Rozgrzewka zaliczona! Teraz juz nie ma przebacz i trzeba pisac dalej. Dzis o trzesieniu ziemi. Takim naprawde, bo mozna przezyc tu niezliczona ilosc temblorow (malych trzesionek) i dopoki nie osiagna one przynajmniej 7 w skali Richtera to raczej nie zostana one nazwane przez miejscowych terremoto (trzesienie ziemi).
16 wrzesnia 2015 r. Dwa dni przed wielkimi Fiestas Patrias w Chile (swietowane 18 i 19 wrzesnia, czasem razem z 20 lub 17 - w zaleznosci od tego w jakie dni tygodnia wypadna), czyli wielkimi swietami narodowymi. Jest to wyjatkowo goracy okres w kraju. Wszyscy podrozuja, wszyscy sie przygotowuja do wielkiego grillowania i do wielkich korkow przy okazji. Jest szal, poruszenie, kolejki w supermarketach, niezliczone zaproszenia na grilla do znajomych, rodziny i przyjaciol krolika. 16 wrzesnia to wciaz cisza przed burza. Ludzie wciaz jeszcze pracuja. Dopiero 17 wrzesnia w poludnie dostaja wolne od szefow i wyglada to jakby ruszali na podboj swiata.

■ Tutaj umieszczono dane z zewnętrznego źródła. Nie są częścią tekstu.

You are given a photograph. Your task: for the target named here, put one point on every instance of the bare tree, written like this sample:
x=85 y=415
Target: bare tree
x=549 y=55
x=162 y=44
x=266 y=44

16 wrzesnia 2015 r. okolo godziny 19.30 wyjechalam autem z biura i udalam sie w strone domu. Bylam wtedy (a moze i dalej jestem? trzeba sie uczyc pokory) niedoswiadczonym kierowca. Prawo jazdy od niedawna, nawet nie pareset kilometrow wyjezdzonych i stres by auta nie rozbic chlopu. A chlop gdzie? Na polnocy kraju - w Antofagascie, czyli bardzo daleko.